Parks, who also worked as a secretary for the NAACP in Montgomery, said that her actions were not planned beforehand and that it wasn’t because she was tired.

Parks’ booking photo during her second arrest in 1956

“I was not tired physically…or no more tired than I usually was at the end of a working day,” she wrote in her autobiography Rosa Parks: My Story. “I was not old, although some people have an image of me as being old then. I was forty-two. No, the only tired I was, was tired of giving in.”

She was arrested for a second time for her role in the boycott (she was one of the organizers, along with Dr. Martin Luther King Jr.), she left Montgomery for Detroit after she lost her job as a seamstress and received death threats.

In 1996, President Bill Clinton awarded Parks the Presidential Medal of Freedom, the highest honor given by the country’s executive branch.

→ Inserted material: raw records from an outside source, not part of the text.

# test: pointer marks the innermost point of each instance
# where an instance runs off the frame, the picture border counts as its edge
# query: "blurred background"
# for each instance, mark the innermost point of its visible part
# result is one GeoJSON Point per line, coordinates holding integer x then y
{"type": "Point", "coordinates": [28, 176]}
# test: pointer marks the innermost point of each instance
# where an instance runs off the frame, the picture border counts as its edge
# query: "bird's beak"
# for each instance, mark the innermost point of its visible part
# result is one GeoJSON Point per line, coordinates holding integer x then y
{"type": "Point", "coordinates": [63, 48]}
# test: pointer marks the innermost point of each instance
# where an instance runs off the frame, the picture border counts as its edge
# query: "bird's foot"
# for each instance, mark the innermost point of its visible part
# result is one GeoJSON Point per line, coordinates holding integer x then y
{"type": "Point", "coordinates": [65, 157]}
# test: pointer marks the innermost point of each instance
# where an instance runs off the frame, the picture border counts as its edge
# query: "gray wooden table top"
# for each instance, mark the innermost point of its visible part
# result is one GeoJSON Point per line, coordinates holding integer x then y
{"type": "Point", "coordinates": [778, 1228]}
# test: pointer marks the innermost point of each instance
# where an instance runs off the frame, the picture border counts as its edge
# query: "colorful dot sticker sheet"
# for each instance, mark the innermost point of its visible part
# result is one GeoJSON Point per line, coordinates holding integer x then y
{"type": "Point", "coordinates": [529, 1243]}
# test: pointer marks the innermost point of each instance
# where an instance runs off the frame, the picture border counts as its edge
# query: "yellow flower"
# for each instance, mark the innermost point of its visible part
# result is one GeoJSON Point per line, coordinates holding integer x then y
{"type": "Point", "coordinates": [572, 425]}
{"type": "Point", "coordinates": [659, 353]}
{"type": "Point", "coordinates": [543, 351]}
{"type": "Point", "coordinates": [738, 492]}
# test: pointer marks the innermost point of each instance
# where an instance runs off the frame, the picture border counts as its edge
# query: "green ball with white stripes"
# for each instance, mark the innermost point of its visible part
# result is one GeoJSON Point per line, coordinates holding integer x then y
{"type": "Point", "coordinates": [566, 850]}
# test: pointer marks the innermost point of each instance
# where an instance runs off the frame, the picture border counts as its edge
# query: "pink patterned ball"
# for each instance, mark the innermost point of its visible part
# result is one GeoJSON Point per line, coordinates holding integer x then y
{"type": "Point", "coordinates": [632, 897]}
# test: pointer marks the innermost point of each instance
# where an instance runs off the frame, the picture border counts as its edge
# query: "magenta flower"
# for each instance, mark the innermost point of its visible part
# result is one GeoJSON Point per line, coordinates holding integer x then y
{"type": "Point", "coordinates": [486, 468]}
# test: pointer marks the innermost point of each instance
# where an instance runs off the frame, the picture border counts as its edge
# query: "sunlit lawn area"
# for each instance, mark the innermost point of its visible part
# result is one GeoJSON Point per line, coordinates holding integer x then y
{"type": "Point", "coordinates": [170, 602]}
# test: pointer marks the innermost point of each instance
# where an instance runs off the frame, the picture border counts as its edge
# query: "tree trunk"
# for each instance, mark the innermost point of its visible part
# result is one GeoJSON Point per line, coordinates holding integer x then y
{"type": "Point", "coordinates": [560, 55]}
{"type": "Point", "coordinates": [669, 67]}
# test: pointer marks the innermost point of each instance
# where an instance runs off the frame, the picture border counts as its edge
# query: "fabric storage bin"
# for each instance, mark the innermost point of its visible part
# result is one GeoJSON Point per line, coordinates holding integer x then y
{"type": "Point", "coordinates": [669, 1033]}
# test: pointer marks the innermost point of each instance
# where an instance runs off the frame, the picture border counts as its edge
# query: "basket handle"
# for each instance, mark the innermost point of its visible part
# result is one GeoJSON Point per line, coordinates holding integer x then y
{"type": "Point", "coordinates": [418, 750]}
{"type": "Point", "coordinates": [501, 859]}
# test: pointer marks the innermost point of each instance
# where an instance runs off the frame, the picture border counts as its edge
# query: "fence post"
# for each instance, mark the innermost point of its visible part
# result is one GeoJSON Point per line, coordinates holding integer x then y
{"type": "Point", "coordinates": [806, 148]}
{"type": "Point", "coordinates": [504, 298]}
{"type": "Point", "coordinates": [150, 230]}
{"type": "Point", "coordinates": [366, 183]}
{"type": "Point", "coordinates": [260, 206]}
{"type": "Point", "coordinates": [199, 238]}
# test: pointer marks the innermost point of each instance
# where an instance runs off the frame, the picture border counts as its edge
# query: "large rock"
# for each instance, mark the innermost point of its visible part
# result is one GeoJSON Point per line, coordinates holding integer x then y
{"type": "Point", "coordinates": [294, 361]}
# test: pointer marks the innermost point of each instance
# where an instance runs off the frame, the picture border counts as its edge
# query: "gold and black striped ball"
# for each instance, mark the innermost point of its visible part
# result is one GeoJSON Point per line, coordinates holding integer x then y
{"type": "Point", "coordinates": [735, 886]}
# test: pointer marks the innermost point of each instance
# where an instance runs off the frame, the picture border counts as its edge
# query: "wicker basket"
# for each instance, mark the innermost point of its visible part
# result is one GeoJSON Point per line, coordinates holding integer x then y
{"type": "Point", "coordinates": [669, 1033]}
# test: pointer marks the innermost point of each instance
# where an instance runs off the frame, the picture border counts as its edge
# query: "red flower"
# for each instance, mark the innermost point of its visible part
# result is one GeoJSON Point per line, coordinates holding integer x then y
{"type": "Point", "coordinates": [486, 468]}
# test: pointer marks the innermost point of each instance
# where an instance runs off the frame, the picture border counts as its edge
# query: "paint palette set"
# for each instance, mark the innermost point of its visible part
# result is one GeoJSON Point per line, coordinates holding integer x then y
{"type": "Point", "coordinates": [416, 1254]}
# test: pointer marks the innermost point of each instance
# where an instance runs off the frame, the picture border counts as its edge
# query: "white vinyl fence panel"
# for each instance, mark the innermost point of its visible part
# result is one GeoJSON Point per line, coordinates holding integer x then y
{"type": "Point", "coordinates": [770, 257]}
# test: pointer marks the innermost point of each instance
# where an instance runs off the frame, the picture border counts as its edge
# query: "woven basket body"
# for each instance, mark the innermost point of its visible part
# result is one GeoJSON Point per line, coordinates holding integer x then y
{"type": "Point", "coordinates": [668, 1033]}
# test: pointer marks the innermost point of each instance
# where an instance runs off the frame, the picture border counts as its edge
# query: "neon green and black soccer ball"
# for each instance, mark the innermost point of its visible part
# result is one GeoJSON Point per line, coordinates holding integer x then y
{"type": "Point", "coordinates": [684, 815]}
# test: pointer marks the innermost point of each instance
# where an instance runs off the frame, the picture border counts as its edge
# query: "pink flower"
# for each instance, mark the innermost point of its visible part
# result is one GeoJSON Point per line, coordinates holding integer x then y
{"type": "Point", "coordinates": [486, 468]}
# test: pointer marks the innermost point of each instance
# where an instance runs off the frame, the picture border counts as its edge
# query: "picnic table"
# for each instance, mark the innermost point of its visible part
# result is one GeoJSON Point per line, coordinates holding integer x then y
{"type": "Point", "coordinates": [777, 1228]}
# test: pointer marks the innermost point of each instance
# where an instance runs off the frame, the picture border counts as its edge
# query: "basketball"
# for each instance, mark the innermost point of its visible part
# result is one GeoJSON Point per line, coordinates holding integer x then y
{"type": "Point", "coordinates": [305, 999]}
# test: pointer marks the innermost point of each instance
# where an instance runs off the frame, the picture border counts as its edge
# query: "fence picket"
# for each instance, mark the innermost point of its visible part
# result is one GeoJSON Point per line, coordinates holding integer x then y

“Rosa Parks has demonstrated, in the words of Robert Kennedy, that each time a person strikes out against injustice, she sends forth a tiny ripple of hope, which crossing millions of others can sweep down the walls of oppression.”

In 2004, Parks was diagnosed with dementia and died in her Detroit apartment a year later. She was the first woman to lie in state at the U.S. Capitol and more than 30,000 people paid their respects to the civil right icon.